Proximate composition
Moisture, crude protein, and crude fat contents were determined using a drying oven, the Kjeldahl method, and Soxhlet method (AOAC, 2000), respectively. Ash content was determined using a muffle furnace (AOAC, 2000).
Apparent viscosity
The apparent viscosities of the liver sausage were measured using a rheometer (DV3THB, Brookfield Engineering Laboratories, Middleborough, MA, USA) at 35℃ for 10 s. The apparent viscosity was assessed at a constant shear rate of 50/s for 30 s. The maximum apparent viscosity is presented in mPa/s.
Texture profile analysis
The textural properties were analyzed using a texture analyzer (TA-XT2i, Stable Micro Systems, Godalming, UK). The sample was placed in a container with a diameter of 40 mm and height of 20 mm, a probe (circular, 20 mm in diameter at the bottom) was mounted, and compression was measured. Analytic conditions were determined by setting the pre-test speed to 10.0 mm/s, test speed to 10.0 mm/s, post-test speed to 10.0 mm/s, distance to 10.0 mm, and trigger distance to 10.0 mm.
Viscoelasticity
For the viscoelastic properties, the shear strain (1%) corresponding to the linear viscosity range was fixed, and a frequency sweep test was performed to measure the storage modulus (G') and loss modulus (G'') according to the angular frequency (0.1–100 rad/s).
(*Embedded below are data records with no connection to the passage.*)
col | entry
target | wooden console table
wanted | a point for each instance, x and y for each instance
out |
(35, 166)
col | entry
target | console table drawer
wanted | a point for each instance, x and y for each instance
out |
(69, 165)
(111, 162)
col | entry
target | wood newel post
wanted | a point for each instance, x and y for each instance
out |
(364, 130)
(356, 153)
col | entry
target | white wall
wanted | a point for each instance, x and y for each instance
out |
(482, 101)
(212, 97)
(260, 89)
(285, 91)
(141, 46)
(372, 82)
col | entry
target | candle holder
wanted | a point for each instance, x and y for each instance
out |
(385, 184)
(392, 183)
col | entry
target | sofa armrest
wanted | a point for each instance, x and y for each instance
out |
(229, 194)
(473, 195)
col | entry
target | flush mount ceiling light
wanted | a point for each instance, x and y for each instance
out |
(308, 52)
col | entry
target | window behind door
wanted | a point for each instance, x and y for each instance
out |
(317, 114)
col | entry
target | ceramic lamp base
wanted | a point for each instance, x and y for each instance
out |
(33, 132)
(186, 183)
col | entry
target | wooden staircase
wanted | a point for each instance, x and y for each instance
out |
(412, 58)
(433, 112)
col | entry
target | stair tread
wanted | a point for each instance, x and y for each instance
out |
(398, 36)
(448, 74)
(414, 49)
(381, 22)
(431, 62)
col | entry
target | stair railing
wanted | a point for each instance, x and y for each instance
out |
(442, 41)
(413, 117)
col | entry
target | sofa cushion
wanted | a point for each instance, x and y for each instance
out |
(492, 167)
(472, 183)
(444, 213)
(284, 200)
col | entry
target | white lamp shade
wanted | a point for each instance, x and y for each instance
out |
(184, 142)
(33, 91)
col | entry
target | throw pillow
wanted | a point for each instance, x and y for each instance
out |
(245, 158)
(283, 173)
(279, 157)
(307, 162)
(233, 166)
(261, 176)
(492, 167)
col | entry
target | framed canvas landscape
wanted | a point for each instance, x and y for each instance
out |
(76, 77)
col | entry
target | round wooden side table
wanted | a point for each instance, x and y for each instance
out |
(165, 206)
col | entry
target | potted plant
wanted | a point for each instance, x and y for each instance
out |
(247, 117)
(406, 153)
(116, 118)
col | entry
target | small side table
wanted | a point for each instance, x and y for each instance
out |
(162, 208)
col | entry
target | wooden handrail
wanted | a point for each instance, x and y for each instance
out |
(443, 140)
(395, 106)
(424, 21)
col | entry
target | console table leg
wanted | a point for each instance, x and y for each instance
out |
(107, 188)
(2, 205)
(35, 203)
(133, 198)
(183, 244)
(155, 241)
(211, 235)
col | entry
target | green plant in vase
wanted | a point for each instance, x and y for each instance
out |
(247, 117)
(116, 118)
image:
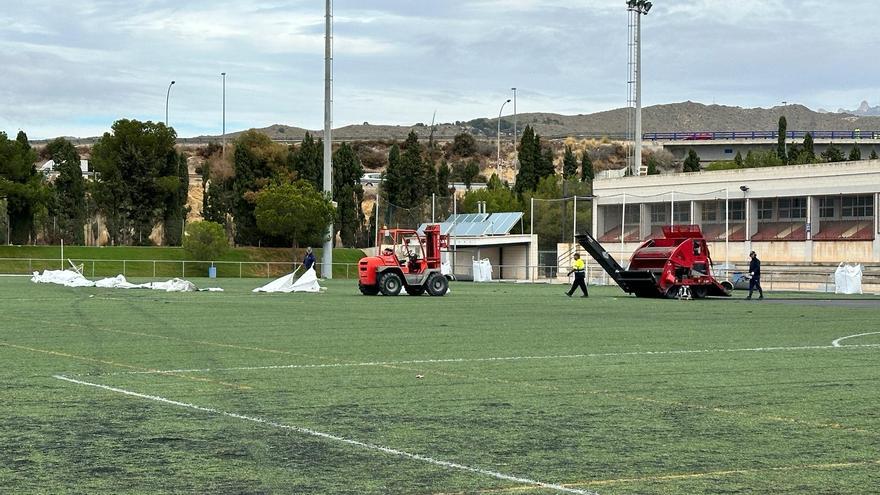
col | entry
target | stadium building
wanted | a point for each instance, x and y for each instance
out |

Sodium dodecyl sulfate-polyacrylamide gel electrophoresis (SDS-PAGE)
The protein concentration was measured using the Bradford method (Kruger, 2009). A sample of 50 µL and 200 µL of Bradford reagent (Sigma-Aldrich, St. Louis, MO, USA) were mixed, and absorbance was measured at 595 nm using a spectrophotometer (Optizen 2120 UV plus, Mecasys, Daejeon, Korea). The standard curve was calculated using bovine serum albumin obtained from Sigma-Aldrich, and distilled water was used as the blank. The sample buffer was mixed with 20 µg of the protein sample, and the protein to sample buffer was 3:1. The mixture was heated at 100℃ for 5 min in a water bath and cooled at 25℃ for 5 min. Then, 15 µL of each sample was injected into the well of 12% Mini-PROTEIN® TGXTM Precast Gels (Bio-Rad Laboratories, Hercules, CA, USA), and the Precision Plus Protein TM dual-color standard presented standard molecular weight bands on the gel. After separation, the gel was stained with Coomassie Brilliant Blue R250 (Bio- Rad Laboratories).
Statistical analysis
SPSS Statistics 20 software (IBM Corp., Armonk, NY, USA) was used to analyze the data statistically. One-way analysis of variance (ANOVA) with Duncan’s range test was performed (p<0.05). Each experimental analysis was performed twice for all three replicates.
Results and Discussion
pH, color, emulsion stability, and digestibility
The pH and color of the spreadable liver sausages with enzyme and pressure processing are shown in Table 2. The pH is affected by enzymatic and pressure processing. Additionally, the pH was higher after enzyme- and pressure-processing than that in the control. The combination of enzyme and pressure treatment in T4 was the highest at 6.25, which was not significantly different from that of T2 and T5. The higher pH values in pressure-processing may be attributed to fast cooking rates, which can lead to higher loss of free acidic groups. It has been that free hydrogen sulfide begins to form when cooked at a high temperature above 80℃, which increases with increasing temperature (Lawrie, 1998). The lightness was the highest in T4 and lowest in the control. The pressure-treated group showed a higher redness than the general heat treatments, while yellowness showed the opposite trend. Myoglobin is one of the most incomplete proteins with respect to pH and temperature (Faustman and Cassens, 1990). It has been reported that color change can be caused by protein denaturation and the emulsification of water and protein by pressure (Jung et al., 2003). Therefore, the difference in color owing to pressure processing was likely caused by the denaturation of myoglobin.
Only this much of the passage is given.